Sherlock fished out his pocket watch. “Miss Hooper is going to think we’ve abandoned her.”

“What, in her hour of need?” John smirked. “It’s her wedding day; I’m sure she’s got other things to occupy her than wondering why we’re ten minutes late.”

“We are _twelve_ minutes late. Drive as if young Margaret had just robbed a jeweler.”

John turned his face toward Sherlock’s, smiled with half his mouth. “Yes, Mr Holmes.”

Margaret piped up then with an exuberant trill not usually present in her voice. “I know it’s Miss Hooper’s wedding, but still—this is the most exciting day of my life!”

John agreed that a special occasion like a wedding was exciting, indeed. Sherlock frowned at his watch.

“Mind those roses aren’t getting bruised, Margaret.”

“Yes, sir.” She giggled, and Sherlock frowned harder. Then Margaret squealed, “Oh!

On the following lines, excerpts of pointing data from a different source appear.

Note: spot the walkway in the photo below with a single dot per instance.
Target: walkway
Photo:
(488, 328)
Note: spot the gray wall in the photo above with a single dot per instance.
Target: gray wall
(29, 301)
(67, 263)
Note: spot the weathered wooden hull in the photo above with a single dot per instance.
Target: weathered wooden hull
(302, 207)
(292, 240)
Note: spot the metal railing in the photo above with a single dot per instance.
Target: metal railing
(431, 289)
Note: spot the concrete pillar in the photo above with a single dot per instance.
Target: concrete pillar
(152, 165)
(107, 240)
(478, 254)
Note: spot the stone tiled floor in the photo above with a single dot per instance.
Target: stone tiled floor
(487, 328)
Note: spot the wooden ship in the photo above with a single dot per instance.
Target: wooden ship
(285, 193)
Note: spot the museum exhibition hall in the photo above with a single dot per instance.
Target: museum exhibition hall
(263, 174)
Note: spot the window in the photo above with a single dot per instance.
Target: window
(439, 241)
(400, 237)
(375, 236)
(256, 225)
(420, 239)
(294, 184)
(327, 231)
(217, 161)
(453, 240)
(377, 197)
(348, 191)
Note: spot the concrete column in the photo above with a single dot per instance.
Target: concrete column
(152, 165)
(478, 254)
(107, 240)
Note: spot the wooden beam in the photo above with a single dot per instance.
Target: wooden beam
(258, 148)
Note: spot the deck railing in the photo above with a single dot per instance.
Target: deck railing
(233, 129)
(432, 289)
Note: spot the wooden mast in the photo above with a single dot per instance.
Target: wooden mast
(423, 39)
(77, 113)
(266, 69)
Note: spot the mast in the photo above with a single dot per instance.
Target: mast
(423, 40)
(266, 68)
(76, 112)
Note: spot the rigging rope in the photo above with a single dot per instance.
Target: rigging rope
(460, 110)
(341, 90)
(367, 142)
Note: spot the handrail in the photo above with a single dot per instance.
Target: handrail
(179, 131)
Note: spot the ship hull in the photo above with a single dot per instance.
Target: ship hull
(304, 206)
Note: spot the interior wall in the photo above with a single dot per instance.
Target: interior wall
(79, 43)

There’s a cottage—is that it?”

“Certainly is,” John affirmed, and steered the auto down an even rougher dirt track toward a tidy yellow house shaded by massive elm trees that must have been ancient.

“Do you suppose Miss Hooper’s father even has a decent suit?” Sherlock mused, eyebrows sliding down and toward each other.

“ _Holmes_ ,” John scolded, and shook his head.

“Of course he does,” Sherlock corrected himself. “Of course he does.”

Molly emerged from the front door of the little house, then, shielding her eyes from the sun, wearing a tea-length linen dress the colour of the white-blue sky, which she had spent hours intricately embroidering with blue and white daisies around the neck and the bottom of the skirt. There were buttons down the back, and the sleeves left her slender forearms bare; her long hair was softly rolled at the back of her neck. She waved to them as they disembarked from the car, smiling brightly.

Sherlock was all business, quickly brushing dust from the front of his coat and then immediately going into the back of the car for the flowers. John spared a, “You look absolutely lovely,” before walking around to help Sherlock.

“One assumes you have vases or bowls for the bouquets on the breakfast tables,” Sherlock intoned as he brushed past Molly into the house. He did not wait for an answer.

“Oh dear,” Molly said as John paused beside her. “He sounds even more wound up than my mother. She’s been baking for three days.”

“It’s his way of showing he cares, all this Holmesian efficiency,” John assured her. “It’s a bit roughshod,” he added, sounding apologetic.

“It’s fine,” Molly smiled. “I know him.”

Margaret grasped Molly’s hand and looked her over from head to foot. “Oh, Miss Hooper!” she gushed. “Look at your beautiful dress!”

“It was only ready in time thanks to your help,” Molly replied. “Come inside, I’ve something for you.”

Margaret followed Molly through the foyer to the back of the house, to the little bedroom that had once been hers. Everything was old and slightly worn, but neat and free of dust. Molly lifted a slim, rectangular package from the nightstand; it was wrapped in a square of dark green cotton fabric printed with delicate daisy chains, and tied with a length of ivory satin ribbon.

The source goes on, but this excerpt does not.